Every time I think of joy, I think of the post-punk band Joy Division: That its members named the band after a concentration camp brothel where Jewish prisoners serviced SS officers is just the first of a series of tragic gestures that ended with lead singer Ian Curtis swinging from the rafters of his Manchester flat, a suicide at the age of twenty-three. It all makes for one grotesque, ironic joke. And yet the band’s music — somber, jagged, haunted — is full of joy. It suggests that joy isn’t a state unto itself, something pure and cut off from the world, but rather the remains of fear, hatred, and our own savage sense of survival. It is an after effect, what we wish for after the violence of the world has had its way.
Nowhere is this savagery better expressed than in Dave Malloy’s brilliant and terrifying song cycle, Ghost Quartet. You couldn’t ask for a more suitable setting than the empty Curran Theatre, presently undergoing a full-scale renovation. With the vast auditorium—silent and stately—looming in the background, it’s as if the performers and the audience, relegated to the tiny bit of land of the stage, are floating in space.

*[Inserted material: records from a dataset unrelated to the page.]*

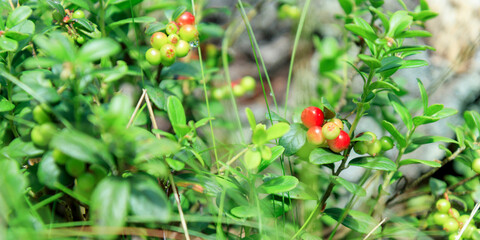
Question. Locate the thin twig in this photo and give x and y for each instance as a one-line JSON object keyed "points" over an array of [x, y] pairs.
{"points": [[465, 225], [374, 229], [137, 108]]}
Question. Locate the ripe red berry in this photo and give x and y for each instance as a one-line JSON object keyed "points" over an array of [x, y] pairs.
{"points": [[186, 18], [315, 136], [340, 143], [330, 130], [312, 116]]}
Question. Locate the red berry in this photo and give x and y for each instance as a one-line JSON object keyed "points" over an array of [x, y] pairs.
{"points": [[312, 116], [340, 143], [315, 136], [330, 130], [188, 33], [186, 19]]}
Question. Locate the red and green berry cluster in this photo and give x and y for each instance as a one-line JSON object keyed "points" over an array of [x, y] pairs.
{"points": [[174, 42], [324, 133], [451, 221], [239, 88], [373, 146]]}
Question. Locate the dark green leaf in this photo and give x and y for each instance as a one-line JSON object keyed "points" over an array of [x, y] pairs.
{"points": [[377, 163], [109, 206], [143, 19], [294, 139], [355, 220], [97, 48], [323, 156], [18, 15], [425, 162], [277, 130], [147, 201], [279, 184], [401, 110], [432, 139], [7, 44], [351, 187], [437, 187]]}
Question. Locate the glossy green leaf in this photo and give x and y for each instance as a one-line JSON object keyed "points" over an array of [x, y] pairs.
{"points": [[97, 48], [351, 187], [370, 61], [355, 220], [401, 110], [324, 156], [294, 139], [395, 133], [277, 151], [7, 44], [277, 130], [147, 201], [251, 118], [432, 139], [437, 186], [376, 163], [143, 19], [279, 184], [362, 29], [424, 162], [109, 202], [5, 105], [176, 115], [18, 15]]}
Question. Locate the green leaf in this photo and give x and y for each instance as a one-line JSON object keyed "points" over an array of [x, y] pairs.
{"points": [[6, 105], [279, 185], [323, 156], [390, 63], [372, 62], [395, 133], [18, 15], [251, 118], [176, 114], [277, 130], [399, 21], [347, 5], [377, 163], [7, 44], [83, 147], [109, 202], [425, 162], [143, 19], [294, 139], [438, 187], [424, 95], [434, 108], [432, 139], [49, 173], [401, 110], [355, 220], [351, 187], [97, 48], [277, 151], [362, 29], [147, 201]]}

By necessity, musical theater often relies on simple stories simply told. But Malloy is a master of complex narrative techniques. The composer effortlessly takes four stories, spanning the 14th to the 21st centuries, and twists them until they seamlessly blend into each other. He achieves this without explaining them out. Instead, he relies on the emotion of the moment and our ability to piece together converging patterns, very much like how an astronomer might explain the order of the stars to a child.
So we get two sets of sisters, a Rose and Pearl seven centuries apart, who are connected by a 19th century Roxie whose dead sister is also a Rose. That they are all connected by murder is just the beginning of their nightmares. How Malloy and his talented performer-musicians shepherd these tragic stories towards a communal and joyful end is a wonder that is as simple as it is majestic.
Ghost Quartet isn’t alone, though. Throughout the Bay Area, theater companies large and small have been taking a torturous path to joy. Perhaps in anticipation of the coming season, we should take these as warning signs of the difficult times to come.